Issue #002
November, 1995


Contents:

Using C++ as a Better C Part 2 - references
Introduction to Namespaces Part 2 - using namespace
Writing Robust C++ Code Part 1 - assert() and subscript checking
Performance - handling lots of small strings via a C++ class


USING C++ AS A BETTER C - PART 2

In the last newsletter we discussed using function prototypes in C++
to eliminate a common type of error encountered in C, that of calling
a function with the wrong number or types of arguments.  Another C++
feature that can be used to reduce programming errors is known as
references.

A reference is another name for an object.  For example, in this code:

        int i;

        int& ir = i;

ir is another name for i.  To see how references are useful, and also
how they're implemented, consider writing a function that has two
return values to pass back.  In ANSI C, we might say:

        void f(int a, int b, int* sum, int* prod)
        {
                *sum = a + b;
                *prod = a * b;
        }

        void g()
        {
                int s;
                int p;

                f(37, 47, &s, &p);
        }

In C++, we would say:

        void f(int a, int b, int& sum, int& prod)
        {
                sum = a + b;
                prod = a * b;
        }

        void g()
        {
                int s;
                int p;

                f(37, 47, s, p);
        }

One way of viewing references is to consider that they have some
similarities to C pointers, but with one level of pointer removed.
Pointers are a frequent source of errors in C.
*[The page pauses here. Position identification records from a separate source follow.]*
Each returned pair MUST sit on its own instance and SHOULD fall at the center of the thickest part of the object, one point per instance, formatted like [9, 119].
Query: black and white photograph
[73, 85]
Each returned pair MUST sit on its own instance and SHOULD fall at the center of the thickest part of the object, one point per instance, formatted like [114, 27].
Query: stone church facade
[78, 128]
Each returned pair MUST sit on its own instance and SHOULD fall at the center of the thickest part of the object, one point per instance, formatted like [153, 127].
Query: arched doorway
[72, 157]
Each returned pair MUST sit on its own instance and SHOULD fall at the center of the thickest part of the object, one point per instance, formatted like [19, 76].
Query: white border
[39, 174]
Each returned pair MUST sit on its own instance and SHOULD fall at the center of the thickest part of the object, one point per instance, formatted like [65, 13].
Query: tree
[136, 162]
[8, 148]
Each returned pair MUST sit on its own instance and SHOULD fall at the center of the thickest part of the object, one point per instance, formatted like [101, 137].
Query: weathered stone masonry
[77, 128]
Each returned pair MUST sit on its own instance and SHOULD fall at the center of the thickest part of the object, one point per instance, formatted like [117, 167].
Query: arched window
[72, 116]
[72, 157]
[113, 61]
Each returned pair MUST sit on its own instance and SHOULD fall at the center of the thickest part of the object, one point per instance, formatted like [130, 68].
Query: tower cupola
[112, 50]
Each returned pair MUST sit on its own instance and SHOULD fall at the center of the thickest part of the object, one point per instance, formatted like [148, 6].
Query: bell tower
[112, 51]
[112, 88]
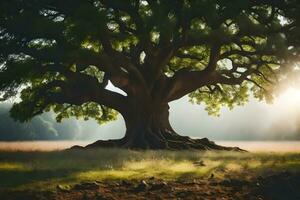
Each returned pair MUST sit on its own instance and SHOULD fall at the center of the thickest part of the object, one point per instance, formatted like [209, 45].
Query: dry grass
[44, 170]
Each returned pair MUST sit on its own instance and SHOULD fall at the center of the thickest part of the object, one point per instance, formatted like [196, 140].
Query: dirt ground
[280, 186]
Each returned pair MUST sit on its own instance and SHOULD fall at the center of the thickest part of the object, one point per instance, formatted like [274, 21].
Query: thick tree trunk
[149, 128]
A reference must be initialized, and its value (the pointed at object)
cannot be changed after initialization.  The value of the reference
cannot change, but the value of the referenced object can, unless the
reference is declared as const.  So, for example:

        int i = 0;
        int& ir = i;
        ir = -19;                       // i gets the value -19

is acceptable, while:

        const int& irc = 47;
        irc = -37;                      // error

is not.  A constant reference that points at a value like 47 can be
implemented using a temporary.

References are useful in argument passing and return.  Another use is
illustrated below in the section on writing robust code.


INTRODUCTION TO NAMESPACES - PART 2

In the last issue we discussed one of the problems solved by
namespaces, that of conflicting class names.  You might be using class
libraries from two different vendors, and they both have a String
class in them.  Using namespaces can help to solve this problem:

        namespace Vendor1 {
                class String { ... };
        }

        namespace Vendor2 {
                class String { ... };
        }

How would you actually use the String classes in these namespaces?
There are a couple of common ways of doing so.  The first is simply to
qualify the class name with the namespace name:

        Vendor1::String s1, s2, s3;

This usage declares three strings, each of type Vendor1::String.

Another approach is to use a using directive:

        using namespace Vendor1;

Such a directive specifies that the names in the namespace can be used
in the scope where the using directive occurs.  So, for example, one
could say:

        using namespace Vendor1;

        String s1, s2, s3;

and pick up the String class found in the Vendor1 namespace.

What happens if you say:

        using namespace Vendor1;
        using namespace Vendor2;

and both namespaces contain a String class?  Will there be a
conflict?  The answer is "no", unless you try to actually use String.
The using directive doesn't add any names to the scope, but simply
makes them available.  So usage like:

        String s1;

would give an error, while:

        Vendor1::String s1;
        Vendor2::String s2;

would still work.

You might have noticed that namespaces have some similarities of
notation with nested classes.  But namespaces represent a more general
way of grouping types and functions.  For example, if you have:

        class A {
                void f1();
                void f2();
        };

then f1() and f2() are member functions of class A, and they operate
on objects of class A (via the "this" pointer).  In contrast, saying:

        namespace A {
                void f1();
                void f2();
        }

is a way of grouping functions f1() and f2(), but no objects or class
types are involved.


WRITING ROBUST C++ CODE - PART 1

Many of the techniques used in writing robust C code also apply in
C++.  For example, if you have a function that is supposed to be
passed a person's name, as a C-style string, it would be wise to say:

        #include <assert.h>

        void f(char* name)
        {
                assert(name && *name);

                ...
        }

to perform basic checks on the passed-in pointer.  assert() is a
function (actually a macro) that checks whether its argument is true
(non-zero), and aborts the program if not.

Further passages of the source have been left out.